Read this Overlawyered
This bizarre desire to codify and classify all interactions, and criminalize some, is having some unintended consequences. Go figure. The over-regulation of medicine, without any demonstrable benefit to the vast majority, continues.
Now, does anyone think this will be repealed, or just infinitely refined through infinite additions and interpretations. The speech police aren’t far behind this. I predict that within 5 years it’s “HIPPA says you cannot talk about “x” with your patient”, and as we’re powerless to banish the camel’s hindquarters (its nose having gotten in long ago), we’ll have no recourse but to comply.
Go read the HIPPA page, and see if you are interested in wading throught the minutiae, all solidly in the law, and waiting to bite you in the butt if you work in medicine. Becaue, you know, it’s a civil right to have my every patient interaction codified and subject to bureaucratic overregulation.
Update: broken link now fixed. Thanks, Geena!
To save people some wading, this exact question is answered as part of the HIPAA FAQ:
Yes, the HIPAA Privacy Rule allows this communication to occur, as long as the patient has been informed of this use and disclosure, and does not object. The Privacy Rule provides that a hospital or other covered health care provider may maintain in a directory the following information about that individual: the individual?s name; location in the facility; health condition expressed in general terms; and religious affiliation. The facility may disclose this directory information to members of the clergy. Thus, for example, a hospital may disclose the names of Methodist patients to a Methodist minister unless a patient has restricted such disclosure. Directory information, except for religious affiliation, may be disclosed only to other persons who ask for the individual by name. When, due to emergency circumstances or incapacity, the patient has not been provided an opportunity to agree or object to being included in the facility?s directory, these disclosures may still occur, if such disclosure is consistent with any known prior expressed preference of the individual and the disclosure is in the individual?s best interest as determined in the professional judgment of the provider. See 45 CFR 164.510(a).

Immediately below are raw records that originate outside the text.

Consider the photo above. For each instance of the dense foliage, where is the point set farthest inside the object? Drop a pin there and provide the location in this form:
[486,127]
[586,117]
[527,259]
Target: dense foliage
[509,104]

Although the HIPAA Privacy Rule seems to allow for the disclosure of this information, if the patient requests, having been admitted to the hospital many times since HIPAA hit, I have never been asked if I wanted to have this personal information available.
In fact, with my Grandmother, when she was admitted to a care facility within her community, even when we requested that this information be shared, we got the “HIPAA forbids us from doing that.”
It seems in many cases, HIPAA has provided a way for healthcare organizations become even more removed and impersonal.
HIPPA’s fans will point to the regs and say “It’s allowed here…” I say, why is every interaction now a federal case? Why on earth did the government think that lists of what patients can be visited by what pastors (et. al.) needs to be codified? This is (yet another) incredible abuse of federal power into interactions it has absolutely no legitimate business being in.
Oh, and if you want a real laffer, pull up the sections where HIPPA has to answer its obligations under the Paperwork Reduction Act and the UNfunded Mandates provisions. Guess what: citing no actual studies or data whatever, they don’t see any problems.
The desire of bureaucrats to regulate every single aspect of our lives marches on, unabated.
(“but it’s allowed” they say; “it’s not your place to say what speech is allowed” say I).